In summary, we studied both electron and hole mobilities of bulk heterojunction system in a single device using ambipolar organic field effect transistors. Efficient injection of both carriers was realized using asymmetric source/drain contacts of Al and Au. Water soluble dielectric PVT provided optimum dielectric/active layer interface with the similar trap densities for both carriers. Fine tuning of donor/acceptor ratio revealed balanced charge carrier mobilities at a ratio of 1:0.3, which was due to much lower hole mobility of pristine P3HT comparing to electron mobility of pristine PCBM. Such a balancing effect was confirmed in the OPV devices, where drastic enhancement of device performance parameters were obtained. We propose an important criterium for OPV device optimization, where comparable mobilities should be pursued for pristine donor and acceptor, so that balanced mobilities will not be compensated by unbalanced interface area for charge collection in bulk heterojunction.
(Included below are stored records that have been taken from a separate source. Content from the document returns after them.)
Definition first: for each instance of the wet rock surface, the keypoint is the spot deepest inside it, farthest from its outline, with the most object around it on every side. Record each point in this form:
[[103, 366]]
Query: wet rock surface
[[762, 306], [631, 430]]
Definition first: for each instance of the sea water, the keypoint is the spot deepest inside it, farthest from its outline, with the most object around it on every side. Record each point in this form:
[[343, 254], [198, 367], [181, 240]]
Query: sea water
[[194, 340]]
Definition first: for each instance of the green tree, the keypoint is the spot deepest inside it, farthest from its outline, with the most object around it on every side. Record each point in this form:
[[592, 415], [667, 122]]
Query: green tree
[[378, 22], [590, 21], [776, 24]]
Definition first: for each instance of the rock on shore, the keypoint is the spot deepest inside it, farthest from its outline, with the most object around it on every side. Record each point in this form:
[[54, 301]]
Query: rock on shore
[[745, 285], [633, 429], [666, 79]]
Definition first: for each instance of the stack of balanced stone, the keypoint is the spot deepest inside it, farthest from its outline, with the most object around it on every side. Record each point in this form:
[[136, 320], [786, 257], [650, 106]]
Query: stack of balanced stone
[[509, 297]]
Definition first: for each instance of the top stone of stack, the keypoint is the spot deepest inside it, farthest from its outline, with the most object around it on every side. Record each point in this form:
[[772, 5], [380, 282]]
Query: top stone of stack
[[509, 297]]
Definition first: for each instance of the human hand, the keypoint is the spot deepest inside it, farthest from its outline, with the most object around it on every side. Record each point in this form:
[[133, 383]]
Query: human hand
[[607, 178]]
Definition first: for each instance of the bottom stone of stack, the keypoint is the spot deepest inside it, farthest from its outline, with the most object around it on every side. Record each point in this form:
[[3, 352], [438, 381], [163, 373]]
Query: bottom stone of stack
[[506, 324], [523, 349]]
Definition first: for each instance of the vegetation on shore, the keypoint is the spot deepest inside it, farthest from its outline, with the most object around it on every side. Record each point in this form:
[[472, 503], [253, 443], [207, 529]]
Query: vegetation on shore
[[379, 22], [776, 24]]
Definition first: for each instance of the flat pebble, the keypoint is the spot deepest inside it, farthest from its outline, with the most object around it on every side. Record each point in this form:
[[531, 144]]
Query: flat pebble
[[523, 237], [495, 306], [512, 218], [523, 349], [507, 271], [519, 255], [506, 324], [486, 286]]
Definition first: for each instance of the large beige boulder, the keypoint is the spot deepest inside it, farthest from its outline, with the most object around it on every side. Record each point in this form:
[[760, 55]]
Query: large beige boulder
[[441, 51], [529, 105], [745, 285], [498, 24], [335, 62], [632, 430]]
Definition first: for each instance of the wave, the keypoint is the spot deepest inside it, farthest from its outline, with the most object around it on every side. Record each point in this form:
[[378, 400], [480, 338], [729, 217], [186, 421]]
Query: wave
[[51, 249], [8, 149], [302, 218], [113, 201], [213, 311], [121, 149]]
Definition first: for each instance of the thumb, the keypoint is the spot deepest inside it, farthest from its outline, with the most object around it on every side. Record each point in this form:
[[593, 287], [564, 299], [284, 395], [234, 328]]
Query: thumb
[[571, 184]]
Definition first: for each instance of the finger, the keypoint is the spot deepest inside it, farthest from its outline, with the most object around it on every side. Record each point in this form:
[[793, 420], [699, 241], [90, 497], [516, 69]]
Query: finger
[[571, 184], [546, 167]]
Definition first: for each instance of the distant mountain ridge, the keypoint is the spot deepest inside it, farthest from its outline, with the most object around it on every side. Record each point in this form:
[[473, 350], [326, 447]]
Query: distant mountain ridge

We also convincingly showed that OFETs can be applied to infer balanced charge carrier mobilities in OPVs provided optimum charge injection from the contacts to the active layer and similar low trap densities at the dielectric/active layer interface for both carriers are guaranteed.
The work is financially supported by Austrian Science Funds (FWF) project No. P20724-N20. Authors thank Professor N. S. Sariciftci (Linz Institute for Organic Solar cells) for helpful discussions.